Interaction Effects in Conductivity of a Two-Valley Electron System in High-Mobility Si Inversion Layers

We have measured the conductivity of high-mobility (001)~Si metal-oxide-semiconductor field-effect transistors over wide ranges of electron densities $n = (1.8-15)\times 10^{11}$\,cm$^{-2}$, temperatures $T = 30$\,mK$-4.2$\,K, and in-plane magnetic fields $B_\parallel= 0-5$\,T [1]. The experimental data have been analyzed using the theory of interaction effects [2] in the conductivity $\sigma$ of disordered two-dimensional (2D) systems. The parameters essential for comparison with the theory, such as the intervalley scattering time and valley splitting, have been measured or evaluated in independent experiments [1,3]. The observed behavior of $\sigma$, including its quasi-linear increase with decreasing $T$ down to $\sim 0.4$\,K and its downturn at lower temperatures, is in agreement with the theory.
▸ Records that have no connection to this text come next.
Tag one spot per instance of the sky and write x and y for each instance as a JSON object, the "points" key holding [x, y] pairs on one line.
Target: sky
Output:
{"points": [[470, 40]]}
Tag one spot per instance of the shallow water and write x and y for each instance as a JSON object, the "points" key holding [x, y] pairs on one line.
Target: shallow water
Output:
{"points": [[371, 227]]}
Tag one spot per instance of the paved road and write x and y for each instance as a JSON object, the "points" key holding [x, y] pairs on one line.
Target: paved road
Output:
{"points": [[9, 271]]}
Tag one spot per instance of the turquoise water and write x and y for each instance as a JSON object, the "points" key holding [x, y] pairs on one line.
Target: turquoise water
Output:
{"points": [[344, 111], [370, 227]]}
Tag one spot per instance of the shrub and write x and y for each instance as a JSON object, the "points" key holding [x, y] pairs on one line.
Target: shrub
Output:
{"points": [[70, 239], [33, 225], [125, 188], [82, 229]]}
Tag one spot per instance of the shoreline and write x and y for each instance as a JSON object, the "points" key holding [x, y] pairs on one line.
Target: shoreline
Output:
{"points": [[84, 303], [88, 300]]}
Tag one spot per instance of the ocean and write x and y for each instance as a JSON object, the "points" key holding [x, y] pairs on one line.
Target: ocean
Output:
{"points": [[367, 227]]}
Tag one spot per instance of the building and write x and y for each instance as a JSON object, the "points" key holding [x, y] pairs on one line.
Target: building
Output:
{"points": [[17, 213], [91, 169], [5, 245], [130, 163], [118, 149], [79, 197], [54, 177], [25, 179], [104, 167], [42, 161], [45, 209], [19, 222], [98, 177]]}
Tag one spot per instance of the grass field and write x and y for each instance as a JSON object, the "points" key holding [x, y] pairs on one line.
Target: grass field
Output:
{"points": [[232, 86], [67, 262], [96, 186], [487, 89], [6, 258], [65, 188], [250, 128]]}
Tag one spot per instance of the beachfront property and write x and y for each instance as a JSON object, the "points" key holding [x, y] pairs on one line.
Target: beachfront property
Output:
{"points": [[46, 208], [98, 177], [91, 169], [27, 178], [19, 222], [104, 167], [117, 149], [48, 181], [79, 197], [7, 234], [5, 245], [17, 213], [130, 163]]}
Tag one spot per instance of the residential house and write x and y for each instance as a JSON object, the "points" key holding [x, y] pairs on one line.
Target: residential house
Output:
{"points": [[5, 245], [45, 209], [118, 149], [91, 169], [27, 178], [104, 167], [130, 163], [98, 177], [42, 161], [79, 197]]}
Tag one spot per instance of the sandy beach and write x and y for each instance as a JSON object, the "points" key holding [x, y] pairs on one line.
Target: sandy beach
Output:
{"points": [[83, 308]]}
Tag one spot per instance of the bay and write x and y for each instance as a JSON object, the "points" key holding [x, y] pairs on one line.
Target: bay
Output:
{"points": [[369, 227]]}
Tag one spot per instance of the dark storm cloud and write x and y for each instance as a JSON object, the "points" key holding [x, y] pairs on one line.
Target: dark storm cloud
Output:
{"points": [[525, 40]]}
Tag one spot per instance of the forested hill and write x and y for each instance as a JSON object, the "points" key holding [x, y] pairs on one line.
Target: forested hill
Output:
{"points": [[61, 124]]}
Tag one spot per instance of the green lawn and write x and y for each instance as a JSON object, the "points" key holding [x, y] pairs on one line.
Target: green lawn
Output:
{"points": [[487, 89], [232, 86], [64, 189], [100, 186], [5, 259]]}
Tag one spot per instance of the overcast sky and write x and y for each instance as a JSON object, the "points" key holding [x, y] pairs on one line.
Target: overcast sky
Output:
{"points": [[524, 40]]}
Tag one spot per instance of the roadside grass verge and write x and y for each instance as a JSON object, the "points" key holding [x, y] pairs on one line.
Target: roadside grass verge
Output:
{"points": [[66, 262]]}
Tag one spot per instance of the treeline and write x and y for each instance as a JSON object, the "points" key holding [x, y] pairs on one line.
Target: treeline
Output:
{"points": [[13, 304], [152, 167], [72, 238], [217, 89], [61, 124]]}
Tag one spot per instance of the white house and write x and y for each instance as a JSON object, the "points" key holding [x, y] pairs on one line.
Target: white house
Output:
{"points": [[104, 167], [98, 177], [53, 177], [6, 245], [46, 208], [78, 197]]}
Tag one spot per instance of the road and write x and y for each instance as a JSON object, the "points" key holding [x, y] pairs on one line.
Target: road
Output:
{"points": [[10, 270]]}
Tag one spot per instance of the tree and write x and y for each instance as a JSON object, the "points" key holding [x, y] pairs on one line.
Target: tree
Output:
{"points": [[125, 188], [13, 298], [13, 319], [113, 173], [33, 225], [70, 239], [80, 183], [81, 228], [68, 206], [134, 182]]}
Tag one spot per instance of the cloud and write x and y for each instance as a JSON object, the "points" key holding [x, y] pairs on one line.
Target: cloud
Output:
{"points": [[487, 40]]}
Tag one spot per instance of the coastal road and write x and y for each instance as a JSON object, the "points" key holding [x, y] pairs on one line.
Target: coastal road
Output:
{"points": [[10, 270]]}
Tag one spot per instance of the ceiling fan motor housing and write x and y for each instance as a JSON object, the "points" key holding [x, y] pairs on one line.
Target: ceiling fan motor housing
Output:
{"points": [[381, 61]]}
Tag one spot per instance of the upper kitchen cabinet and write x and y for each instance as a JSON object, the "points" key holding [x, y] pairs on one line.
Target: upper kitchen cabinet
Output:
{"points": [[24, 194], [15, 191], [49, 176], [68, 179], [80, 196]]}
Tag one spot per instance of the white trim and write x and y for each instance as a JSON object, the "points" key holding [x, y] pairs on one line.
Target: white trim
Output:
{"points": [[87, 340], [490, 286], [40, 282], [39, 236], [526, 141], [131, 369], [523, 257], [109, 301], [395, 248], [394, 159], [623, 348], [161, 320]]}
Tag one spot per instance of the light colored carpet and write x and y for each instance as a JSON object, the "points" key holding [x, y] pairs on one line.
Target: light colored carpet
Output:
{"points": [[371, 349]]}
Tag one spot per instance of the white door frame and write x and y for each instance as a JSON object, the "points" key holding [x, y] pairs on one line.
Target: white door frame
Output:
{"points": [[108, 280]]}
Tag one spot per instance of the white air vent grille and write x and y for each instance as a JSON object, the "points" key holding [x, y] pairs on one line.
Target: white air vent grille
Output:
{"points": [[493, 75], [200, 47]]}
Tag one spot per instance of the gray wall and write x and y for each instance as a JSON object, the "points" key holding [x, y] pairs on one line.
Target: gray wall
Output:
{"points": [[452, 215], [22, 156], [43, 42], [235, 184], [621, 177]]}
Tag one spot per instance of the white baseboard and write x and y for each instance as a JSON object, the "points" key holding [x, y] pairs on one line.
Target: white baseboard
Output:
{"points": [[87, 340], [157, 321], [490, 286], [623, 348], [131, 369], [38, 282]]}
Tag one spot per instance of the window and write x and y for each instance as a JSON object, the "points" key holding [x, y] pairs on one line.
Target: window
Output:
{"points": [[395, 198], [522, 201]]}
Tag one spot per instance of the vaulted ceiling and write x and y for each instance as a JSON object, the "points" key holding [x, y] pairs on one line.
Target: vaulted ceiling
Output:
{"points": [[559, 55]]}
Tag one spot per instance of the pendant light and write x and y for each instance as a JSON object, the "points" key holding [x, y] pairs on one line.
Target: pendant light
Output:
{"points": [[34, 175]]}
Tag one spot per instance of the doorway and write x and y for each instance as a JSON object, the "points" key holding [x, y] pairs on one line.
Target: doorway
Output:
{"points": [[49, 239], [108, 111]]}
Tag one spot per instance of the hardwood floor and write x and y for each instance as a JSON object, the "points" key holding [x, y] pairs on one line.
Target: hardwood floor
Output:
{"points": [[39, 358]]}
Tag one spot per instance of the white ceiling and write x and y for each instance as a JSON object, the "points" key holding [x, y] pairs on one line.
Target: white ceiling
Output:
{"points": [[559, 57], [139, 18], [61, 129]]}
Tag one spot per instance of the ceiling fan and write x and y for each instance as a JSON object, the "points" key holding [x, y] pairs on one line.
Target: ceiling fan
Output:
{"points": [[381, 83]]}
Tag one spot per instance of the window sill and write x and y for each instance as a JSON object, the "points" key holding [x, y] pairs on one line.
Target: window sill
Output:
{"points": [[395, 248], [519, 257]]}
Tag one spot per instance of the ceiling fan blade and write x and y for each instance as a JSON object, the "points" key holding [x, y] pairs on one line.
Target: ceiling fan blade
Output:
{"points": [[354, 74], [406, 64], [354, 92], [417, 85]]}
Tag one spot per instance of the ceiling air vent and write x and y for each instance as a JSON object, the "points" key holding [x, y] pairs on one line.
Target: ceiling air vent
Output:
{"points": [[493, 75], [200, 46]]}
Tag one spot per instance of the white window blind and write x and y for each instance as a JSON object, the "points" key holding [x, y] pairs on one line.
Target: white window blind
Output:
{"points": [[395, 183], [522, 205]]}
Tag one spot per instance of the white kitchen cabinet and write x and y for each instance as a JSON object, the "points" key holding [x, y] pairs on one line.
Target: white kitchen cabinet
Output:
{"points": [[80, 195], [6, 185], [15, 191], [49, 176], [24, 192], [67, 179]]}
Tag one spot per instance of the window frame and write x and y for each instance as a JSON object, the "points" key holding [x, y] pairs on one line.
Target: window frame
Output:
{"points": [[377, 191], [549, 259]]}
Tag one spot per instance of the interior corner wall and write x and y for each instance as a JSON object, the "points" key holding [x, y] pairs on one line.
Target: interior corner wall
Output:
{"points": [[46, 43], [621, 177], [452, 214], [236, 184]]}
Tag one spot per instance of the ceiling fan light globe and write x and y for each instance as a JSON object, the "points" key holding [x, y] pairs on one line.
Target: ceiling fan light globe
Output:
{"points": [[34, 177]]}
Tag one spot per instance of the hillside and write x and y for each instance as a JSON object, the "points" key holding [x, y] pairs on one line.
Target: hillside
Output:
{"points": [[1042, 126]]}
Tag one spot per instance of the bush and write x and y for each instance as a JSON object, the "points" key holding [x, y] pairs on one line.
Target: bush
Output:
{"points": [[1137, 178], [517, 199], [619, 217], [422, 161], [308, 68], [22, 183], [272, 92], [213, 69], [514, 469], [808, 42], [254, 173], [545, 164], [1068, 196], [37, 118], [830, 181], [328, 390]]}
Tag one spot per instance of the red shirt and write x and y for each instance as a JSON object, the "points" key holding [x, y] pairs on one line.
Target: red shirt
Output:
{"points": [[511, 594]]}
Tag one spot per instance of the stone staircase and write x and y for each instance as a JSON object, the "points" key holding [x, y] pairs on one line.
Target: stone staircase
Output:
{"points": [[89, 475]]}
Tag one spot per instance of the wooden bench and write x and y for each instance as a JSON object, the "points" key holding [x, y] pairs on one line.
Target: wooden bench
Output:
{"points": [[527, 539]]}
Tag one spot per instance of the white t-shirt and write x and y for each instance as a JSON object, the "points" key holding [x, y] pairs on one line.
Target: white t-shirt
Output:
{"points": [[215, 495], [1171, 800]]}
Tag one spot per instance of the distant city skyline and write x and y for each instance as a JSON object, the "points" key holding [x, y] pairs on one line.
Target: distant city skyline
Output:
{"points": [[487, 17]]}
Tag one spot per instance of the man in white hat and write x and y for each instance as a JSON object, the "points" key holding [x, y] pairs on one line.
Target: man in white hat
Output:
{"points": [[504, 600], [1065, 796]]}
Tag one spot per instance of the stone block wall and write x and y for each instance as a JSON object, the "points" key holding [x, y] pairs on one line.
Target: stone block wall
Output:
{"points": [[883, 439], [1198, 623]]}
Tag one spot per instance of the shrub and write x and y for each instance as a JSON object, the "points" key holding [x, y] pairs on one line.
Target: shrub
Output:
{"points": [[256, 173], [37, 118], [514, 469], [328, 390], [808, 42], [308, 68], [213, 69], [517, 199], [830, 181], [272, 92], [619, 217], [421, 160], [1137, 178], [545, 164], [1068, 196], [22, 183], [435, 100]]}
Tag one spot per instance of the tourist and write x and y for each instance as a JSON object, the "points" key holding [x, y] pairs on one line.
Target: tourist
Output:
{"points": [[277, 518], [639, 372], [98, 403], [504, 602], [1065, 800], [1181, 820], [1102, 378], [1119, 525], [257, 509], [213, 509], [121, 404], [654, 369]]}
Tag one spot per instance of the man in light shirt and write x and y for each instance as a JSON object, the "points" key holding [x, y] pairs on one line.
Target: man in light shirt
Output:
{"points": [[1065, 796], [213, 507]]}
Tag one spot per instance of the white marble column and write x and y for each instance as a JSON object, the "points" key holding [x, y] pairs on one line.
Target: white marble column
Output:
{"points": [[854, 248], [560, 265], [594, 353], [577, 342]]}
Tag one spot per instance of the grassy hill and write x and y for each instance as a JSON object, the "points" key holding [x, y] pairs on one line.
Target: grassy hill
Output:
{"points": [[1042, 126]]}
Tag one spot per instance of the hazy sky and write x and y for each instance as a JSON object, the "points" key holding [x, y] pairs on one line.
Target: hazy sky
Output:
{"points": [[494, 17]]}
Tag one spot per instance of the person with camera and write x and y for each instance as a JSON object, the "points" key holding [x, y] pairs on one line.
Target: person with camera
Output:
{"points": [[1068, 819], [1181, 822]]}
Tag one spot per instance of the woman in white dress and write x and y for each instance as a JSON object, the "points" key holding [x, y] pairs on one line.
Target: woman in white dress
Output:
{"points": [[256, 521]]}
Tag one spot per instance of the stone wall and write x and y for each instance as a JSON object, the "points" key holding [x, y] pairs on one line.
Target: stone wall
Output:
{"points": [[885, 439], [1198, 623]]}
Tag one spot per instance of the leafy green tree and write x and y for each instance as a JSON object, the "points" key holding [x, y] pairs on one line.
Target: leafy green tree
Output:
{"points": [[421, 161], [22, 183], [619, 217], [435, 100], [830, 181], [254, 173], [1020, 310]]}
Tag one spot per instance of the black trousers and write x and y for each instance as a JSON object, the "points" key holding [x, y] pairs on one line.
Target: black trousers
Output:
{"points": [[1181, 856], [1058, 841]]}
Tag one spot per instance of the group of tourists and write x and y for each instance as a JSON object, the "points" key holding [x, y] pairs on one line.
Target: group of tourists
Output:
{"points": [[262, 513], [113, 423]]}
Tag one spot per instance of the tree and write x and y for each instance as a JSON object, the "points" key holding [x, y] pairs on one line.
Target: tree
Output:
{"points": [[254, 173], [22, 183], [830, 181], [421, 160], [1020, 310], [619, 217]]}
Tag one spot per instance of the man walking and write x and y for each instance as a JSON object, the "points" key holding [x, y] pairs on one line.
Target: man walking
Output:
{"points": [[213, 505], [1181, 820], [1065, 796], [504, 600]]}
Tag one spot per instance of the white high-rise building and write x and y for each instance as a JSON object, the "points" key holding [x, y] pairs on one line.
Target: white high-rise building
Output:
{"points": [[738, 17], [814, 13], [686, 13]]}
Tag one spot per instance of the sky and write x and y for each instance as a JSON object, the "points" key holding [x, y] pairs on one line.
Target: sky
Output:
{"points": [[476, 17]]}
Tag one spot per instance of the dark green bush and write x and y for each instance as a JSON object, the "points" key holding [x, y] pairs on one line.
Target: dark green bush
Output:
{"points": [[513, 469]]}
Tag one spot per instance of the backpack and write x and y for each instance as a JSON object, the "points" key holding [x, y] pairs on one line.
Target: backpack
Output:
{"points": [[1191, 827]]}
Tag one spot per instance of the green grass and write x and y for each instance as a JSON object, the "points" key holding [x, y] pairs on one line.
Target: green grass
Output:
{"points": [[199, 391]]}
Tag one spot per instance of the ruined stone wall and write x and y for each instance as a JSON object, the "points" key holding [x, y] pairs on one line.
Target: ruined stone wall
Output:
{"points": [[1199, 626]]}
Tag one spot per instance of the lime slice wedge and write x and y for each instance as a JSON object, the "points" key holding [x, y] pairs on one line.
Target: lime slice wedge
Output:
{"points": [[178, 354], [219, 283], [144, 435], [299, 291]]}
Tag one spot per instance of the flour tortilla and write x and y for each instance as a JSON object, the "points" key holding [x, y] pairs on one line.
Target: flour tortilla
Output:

The values of the Fermi-liquid parameter obtained from the comparison agree with the corresponding values extracted from the analysis of Shubnikov--de Haas oscillations based on the theory of magneto-oscillations in interacting 2D systems [4]. [1] N.\,N.\,Klimov {\em et. al.}, PRB {\bf 78}, 195308 (2008). [2] G.\,Zala {\em et. al.}, PRB {\bf 64}, 214204 (2001); {\bf 65}, 020201(R) (2001). [3] A.\,Yu.\,Kuntsevich {\em et. al.}, PRB {\bf 75}, 195330 (2007). [4] Y.\,Adamov {\em et. al.}, PRB {\bf 73}, 045426 (2006).